Every young person should have the opportunity to learn, grow and pursue the future they envision without being financially handcuffed.
When youth are involved in the justice system, they can be charged thousands of dollars in fees and fines. These costs can include fees charged for many items, including an electronic ankle monitor, detention, probation supervision, and even a public defender.
The National Center for Youth Law has been challenging the use of fines and fees since 2013. We work to eliminate fees and fines for youth and their families through ongoing impact litigation, policy advocacy and community collaborations.
The National Center for Youth Law leads the Debt Free Justice Campaign in partnership with the UC Berkeley Policy and Advocacy Clinic and Juvenile Law Center.

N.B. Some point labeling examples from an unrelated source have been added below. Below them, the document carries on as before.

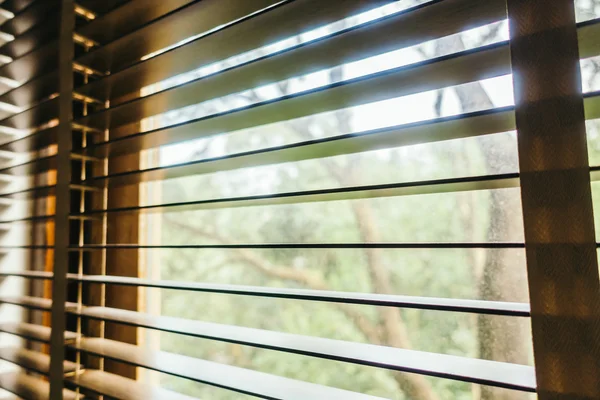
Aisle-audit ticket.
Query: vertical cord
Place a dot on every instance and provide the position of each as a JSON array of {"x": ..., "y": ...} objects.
[
  {"x": 104, "y": 239},
  {"x": 81, "y": 240}
]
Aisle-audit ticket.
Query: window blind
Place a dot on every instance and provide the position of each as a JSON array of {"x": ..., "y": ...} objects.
[{"x": 337, "y": 149}]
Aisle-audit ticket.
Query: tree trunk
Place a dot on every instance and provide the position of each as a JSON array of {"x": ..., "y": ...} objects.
[{"x": 504, "y": 276}]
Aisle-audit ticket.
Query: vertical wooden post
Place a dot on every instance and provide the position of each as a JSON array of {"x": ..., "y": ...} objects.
[
  {"x": 63, "y": 179},
  {"x": 556, "y": 195}
]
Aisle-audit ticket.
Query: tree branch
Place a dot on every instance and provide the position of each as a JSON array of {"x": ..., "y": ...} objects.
[{"x": 305, "y": 278}]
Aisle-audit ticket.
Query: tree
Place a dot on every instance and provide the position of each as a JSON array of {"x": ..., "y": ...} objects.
[{"x": 492, "y": 273}]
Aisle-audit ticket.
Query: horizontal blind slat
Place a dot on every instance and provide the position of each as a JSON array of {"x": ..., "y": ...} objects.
[
  {"x": 459, "y": 305},
  {"x": 180, "y": 24},
  {"x": 122, "y": 388},
  {"x": 29, "y": 387},
  {"x": 410, "y": 27},
  {"x": 291, "y": 18},
  {"x": 31, "y": 360}
]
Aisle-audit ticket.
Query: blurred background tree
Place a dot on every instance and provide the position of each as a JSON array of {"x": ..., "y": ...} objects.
[{"x": 482, "y": 216}]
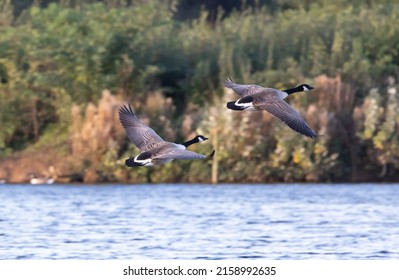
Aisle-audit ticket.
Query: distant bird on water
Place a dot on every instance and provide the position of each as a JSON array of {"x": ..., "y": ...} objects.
[
  {"x": 154, "y": 150},
  {"x": 35, "y": 180},
  {"x": 255, "y": 97}
]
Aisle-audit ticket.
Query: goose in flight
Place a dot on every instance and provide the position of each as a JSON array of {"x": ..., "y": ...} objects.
[
  {"x": 255, "y": 97},
  {"x": 153, "y": 149}
]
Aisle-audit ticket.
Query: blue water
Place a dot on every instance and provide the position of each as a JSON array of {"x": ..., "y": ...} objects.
[{"x": 199, "y": 222}]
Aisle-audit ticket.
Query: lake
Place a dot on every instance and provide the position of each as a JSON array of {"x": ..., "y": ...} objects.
[{"x": 178, "y": 221}]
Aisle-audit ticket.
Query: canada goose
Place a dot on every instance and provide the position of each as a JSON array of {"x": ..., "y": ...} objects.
[
  {"x": 34, "y": 180},
  {"x": 255, "y": 97},
  {"x": 154, "y": 150}
]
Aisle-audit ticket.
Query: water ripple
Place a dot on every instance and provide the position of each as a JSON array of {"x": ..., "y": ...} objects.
[{"x": 199, "y": 222}]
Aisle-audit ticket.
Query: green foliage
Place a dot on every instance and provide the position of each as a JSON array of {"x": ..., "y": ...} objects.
[{"x": 64, "y": 54}]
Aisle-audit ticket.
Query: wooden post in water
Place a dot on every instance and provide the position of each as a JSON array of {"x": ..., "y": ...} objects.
[{"x": 215, "y": 163}]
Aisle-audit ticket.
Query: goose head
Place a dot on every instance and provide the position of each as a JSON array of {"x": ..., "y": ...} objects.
[
  {"x": 305, "y": 87},
  {"x": 200, "y": 138},
  {"x": 196, "y": 139},
  {"x": 302, "y": 87}
]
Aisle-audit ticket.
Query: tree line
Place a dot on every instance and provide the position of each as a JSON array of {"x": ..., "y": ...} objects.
[{"x": 56, "y": 60}]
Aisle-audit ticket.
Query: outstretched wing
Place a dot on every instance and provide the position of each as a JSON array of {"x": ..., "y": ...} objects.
[
  {"x": 173, "y": 153},
  {"x": 287, "y": 114},
  {"x": 242, "y": 90},
  {"x": 144, "y": 137}
]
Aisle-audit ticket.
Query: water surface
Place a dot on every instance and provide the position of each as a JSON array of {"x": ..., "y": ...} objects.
[{"x": 199, "y": 221}]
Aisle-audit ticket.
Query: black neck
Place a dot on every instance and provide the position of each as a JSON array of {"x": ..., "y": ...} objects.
[
  {"x": 190, "y": 142},
  {"x": 291, "y": 90}
]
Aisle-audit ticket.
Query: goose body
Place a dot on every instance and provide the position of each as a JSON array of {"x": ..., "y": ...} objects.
[
  {"x": 255, "y": 97},
  {"x": 153, "y": 149}
]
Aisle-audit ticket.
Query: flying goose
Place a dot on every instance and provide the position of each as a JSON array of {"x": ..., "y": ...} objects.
[
  {"x": 153, "y": 149},
  {"x": 255, "y": 97}
]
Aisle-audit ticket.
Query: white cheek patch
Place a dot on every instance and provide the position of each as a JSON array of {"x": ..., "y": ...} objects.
[
  {"x": 146, "y": 162},
  {"x": 244, "y": 105}
]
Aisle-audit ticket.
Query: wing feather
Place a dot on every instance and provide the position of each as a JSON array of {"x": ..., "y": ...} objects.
[
  {"x": 144, "y": 137},
  {"x": 288, "y": 115},
  {"x": 242, "y": 90}
]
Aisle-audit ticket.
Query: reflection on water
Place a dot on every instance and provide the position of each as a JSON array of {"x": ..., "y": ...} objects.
[{"x": 199, "y": 222}]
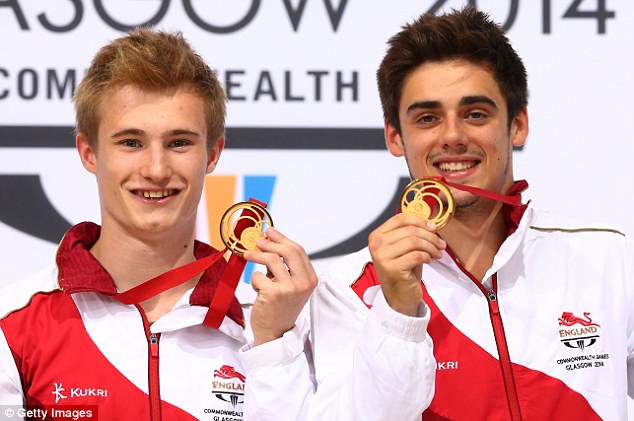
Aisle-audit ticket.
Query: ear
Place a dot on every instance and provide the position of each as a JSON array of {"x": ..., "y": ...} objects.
[
  {"x": 393, "y": 140},
  {"x": 86, "y": 153},
  {"x": 214, "y": 154},
  {"x": 519, "y": 128}
]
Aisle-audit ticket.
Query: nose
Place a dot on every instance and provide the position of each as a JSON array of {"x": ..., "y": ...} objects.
[
  {"x": 155, "y": 164},
  {"x": 452, "y": 134}
]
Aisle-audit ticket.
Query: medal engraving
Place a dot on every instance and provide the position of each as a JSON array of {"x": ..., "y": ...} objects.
[
  {"x": 430, "y": 199},
  {"x": 242, "y": 225}
]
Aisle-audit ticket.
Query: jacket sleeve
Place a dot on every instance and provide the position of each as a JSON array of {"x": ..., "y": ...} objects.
[
  {"x": 343, "y": 362},
  {"x": 372, "y": 364},
  {"x": 629, "y": 288},
  {"x": 279, "y": 374},
  {"x": 11, "y": 396}
]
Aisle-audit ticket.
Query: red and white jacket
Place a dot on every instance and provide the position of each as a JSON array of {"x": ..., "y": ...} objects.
[
  {"x": 67, "y": 343},
  {"x": 547, "y": 335}
]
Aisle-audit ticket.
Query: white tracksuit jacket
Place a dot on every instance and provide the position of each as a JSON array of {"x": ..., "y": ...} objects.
[
  {"x": 547, "y": 335},
  {"x": 65, "y": 343}
]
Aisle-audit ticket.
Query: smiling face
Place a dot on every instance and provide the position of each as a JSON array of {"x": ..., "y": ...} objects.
[
  {"x": 454, "y": 124},
  {"x": 150, "y": 161}
]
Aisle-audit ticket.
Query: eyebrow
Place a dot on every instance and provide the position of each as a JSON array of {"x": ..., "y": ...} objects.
[
  {"x": 466, "y": 100},
  {"x": 139, "y": 132}
]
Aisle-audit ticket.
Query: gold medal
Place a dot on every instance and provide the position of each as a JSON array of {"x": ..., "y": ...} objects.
[
  {"x": 239, "y": 232},
  {"x": 430, "y": 199}
]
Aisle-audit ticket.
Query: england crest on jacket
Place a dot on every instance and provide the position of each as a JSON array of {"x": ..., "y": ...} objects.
[{"x": 582, "y": 334}]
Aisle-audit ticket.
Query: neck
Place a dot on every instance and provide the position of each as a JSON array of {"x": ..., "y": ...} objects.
[
  {"x": 475, "y": 239},
  {"x": 130, "y": 261}
]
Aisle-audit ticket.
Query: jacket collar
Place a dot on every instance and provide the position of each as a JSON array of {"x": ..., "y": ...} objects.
[{"x": 80, "y": 271}]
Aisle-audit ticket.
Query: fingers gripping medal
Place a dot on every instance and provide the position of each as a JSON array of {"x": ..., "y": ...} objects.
[
  {"x": 242, "y": 225},
  {"x": 430, "y": 199}
]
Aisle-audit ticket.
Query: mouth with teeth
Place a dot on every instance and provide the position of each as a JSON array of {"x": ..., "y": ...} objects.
[
  {"x": 455, "y": 166},
  {"x": 156, "y": 195}
]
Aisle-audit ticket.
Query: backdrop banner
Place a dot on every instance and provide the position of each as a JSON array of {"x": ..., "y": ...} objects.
[{"x": 304, "y": 126}]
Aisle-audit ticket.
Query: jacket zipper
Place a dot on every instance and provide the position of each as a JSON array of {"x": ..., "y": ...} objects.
[
  {"x": 503, "y": 350},
  {"x": 153, "y": 381},
  {"x": 500, "y": 340},
  {"x": 154, "y": 389}
]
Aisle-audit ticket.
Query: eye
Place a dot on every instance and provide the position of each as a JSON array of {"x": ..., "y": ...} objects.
[
  {"x": 477, "y": 115},
  {"x": 179, "y": 143},
  {"x": 131, "y": 143},
  {"x": 426, "y": 119}
]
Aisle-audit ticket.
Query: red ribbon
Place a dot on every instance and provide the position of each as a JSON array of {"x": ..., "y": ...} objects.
[
  {"x": 513, "y": 199},
  {"x": 225, "y": 290}
]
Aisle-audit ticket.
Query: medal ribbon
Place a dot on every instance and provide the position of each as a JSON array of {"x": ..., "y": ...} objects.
[
  {"x": 514, "y": 199},
  {"x": 225, "y": 290}
]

The Debt Free Justice Campaign is dedicated to abolishing the harmful practice of saddling youth and families with fees and fines.
Drowning in debt
By charging fees and fines, the justice system drowns youth and their families in debt and pushes them deeper into poverty. For youth and families who are already experiencing economic hardship, fees and fines can be devastating. Ultimately, this system undermines community health, economic stability, and trust in public systems.
Deeper system involvement
Unpaid fees and fines can also keep juvenile cases open far longer than they would be otherwise. This is because, if youth and their families can’t pay a fee or fine, they are subjected to increased surveillance and ongoing risk of violations of probation.
The Role of Racism
Because of targeted policing and over-surveillance of Black, Brown, and Indigenous communities, these youth are overrepresented and over-punished in the justice system. As a result, fees and fines disproportionately hurt youth of color and their families. At its core, this is both a racial and an economic justice issue.